Marcatti, o sujeito em questão, faz a avaliação da própria obra em entrevista ao Estado.

Olho seu trabalho e penso em Crumb, vejo Crumb aqui e ali. Depois, olho melhor e digo: não é Crumb, é mais remoto, é Al Capp. Aí, não chego a conclusão nenhuma. Quais foram suas maiores influências?
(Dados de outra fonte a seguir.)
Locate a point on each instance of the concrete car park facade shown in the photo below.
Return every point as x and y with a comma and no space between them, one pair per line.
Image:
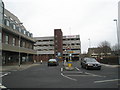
61,47
17,43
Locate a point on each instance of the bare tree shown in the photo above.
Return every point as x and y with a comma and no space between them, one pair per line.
104,47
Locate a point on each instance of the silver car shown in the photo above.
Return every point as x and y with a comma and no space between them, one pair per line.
90,63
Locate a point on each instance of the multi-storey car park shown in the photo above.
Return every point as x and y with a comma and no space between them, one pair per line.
17,43
46,47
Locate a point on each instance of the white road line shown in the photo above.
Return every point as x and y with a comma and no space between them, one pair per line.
94,74
68,77
106,81
61,69
1,86
77,68
77,75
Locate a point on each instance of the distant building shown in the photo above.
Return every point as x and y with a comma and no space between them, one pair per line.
119,24
58,46
97,52
17,43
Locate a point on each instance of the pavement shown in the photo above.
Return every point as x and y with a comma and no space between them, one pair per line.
16,67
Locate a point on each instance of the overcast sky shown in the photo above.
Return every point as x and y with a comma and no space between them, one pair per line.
88,18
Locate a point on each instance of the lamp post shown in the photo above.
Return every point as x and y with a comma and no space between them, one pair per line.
118,39
19,51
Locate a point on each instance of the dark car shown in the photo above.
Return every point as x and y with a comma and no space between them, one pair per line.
52,62
90,63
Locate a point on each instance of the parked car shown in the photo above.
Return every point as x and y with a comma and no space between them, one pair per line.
90,63
52,62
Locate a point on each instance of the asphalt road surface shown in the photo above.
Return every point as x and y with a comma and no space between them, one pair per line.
42,76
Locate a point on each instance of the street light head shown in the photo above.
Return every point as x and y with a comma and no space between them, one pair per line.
115,20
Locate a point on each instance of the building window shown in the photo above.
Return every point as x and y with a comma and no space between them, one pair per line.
19,29
0,37
7,23
13,41
6,39
23,44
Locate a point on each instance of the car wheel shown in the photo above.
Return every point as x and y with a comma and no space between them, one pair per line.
99,69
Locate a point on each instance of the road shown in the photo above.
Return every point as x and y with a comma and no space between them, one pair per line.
42,76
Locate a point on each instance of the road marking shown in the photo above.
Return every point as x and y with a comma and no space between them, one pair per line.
77,68
106,81
94,74
68,77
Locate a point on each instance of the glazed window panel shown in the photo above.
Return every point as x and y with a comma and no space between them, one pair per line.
6,39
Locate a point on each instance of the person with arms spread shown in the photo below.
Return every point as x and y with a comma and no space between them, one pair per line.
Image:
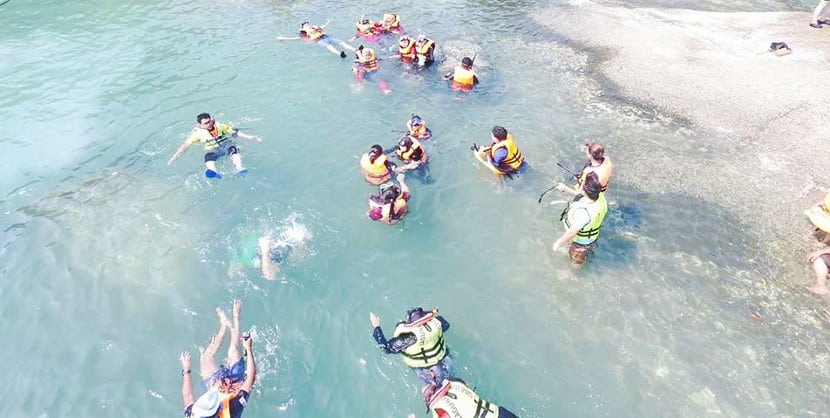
217,139
226,397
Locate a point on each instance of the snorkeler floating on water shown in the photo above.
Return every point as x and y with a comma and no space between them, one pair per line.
228,385
315,34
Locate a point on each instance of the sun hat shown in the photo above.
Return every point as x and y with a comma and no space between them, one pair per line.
207,404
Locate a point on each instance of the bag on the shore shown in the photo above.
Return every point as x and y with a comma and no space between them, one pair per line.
780,49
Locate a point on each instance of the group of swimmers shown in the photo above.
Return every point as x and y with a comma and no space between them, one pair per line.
418,52
419,337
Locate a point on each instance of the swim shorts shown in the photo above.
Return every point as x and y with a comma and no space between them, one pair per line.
579,252
226,148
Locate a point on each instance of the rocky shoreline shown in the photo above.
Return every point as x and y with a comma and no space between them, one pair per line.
759,120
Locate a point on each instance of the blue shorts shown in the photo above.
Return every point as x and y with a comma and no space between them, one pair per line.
442,370
328,40
236,374
225,148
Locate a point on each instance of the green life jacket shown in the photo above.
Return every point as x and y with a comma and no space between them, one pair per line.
429,348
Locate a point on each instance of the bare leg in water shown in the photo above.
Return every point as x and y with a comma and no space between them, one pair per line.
207,360
233,350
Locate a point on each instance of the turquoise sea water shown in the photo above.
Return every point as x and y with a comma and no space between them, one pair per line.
113,262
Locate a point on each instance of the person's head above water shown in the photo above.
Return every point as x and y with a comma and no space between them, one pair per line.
414,314
499,132
595,151
592,186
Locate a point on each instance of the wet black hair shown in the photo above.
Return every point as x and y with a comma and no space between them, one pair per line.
500,133
375,151
591,186
414,314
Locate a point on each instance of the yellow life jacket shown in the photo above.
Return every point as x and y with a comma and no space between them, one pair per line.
423,48
417,132
603,173
365,29
459,401
596,210
407,52
367,59
463,78
375,173
312,33
406,154
429,348
819,215
514,157
391,22
212,139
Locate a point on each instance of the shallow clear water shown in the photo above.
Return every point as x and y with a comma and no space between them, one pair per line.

Lá no princípio, 1976, 1977, o Crumb realmente me inspirou. Mas foi principalmente Gilbert Shelton (criador dos Freak Brothers) e, mais tarde, seu mestre Basil Wolverton que foram e ainda são minhas principais influências no traço. Minhas narrativas, podem não parecer, são influenciadas por René Goscinny (Asterix) e Hergé (Tintin). Nos textos e temas, divido minhas atenções entre os escritores Henry Miller, Jean Genet, Hermann Hesse, com o cinema clássico americano (John Huston, Otto Preminger) e o cinema alemão de Werner Herzog e Fritz Lang.

Os caras mais ‘malditos’ das artes brasileiras hoje são o Glauco Mattoso e você mesmo. Poucos sujeitos conseguem causar reações de rejeição tão fortes. Você se acha em boa companhia com o Glauco?

Não sei se o Glauco se sentiria à vontade em ser comparado à mim. Mas, da minha parte, é uma honra figurar ao seu lado. Glauco Mattoso é um monstro sagrado da literatura e quisera eu ter o brilhantismo e lucidez que ele possui.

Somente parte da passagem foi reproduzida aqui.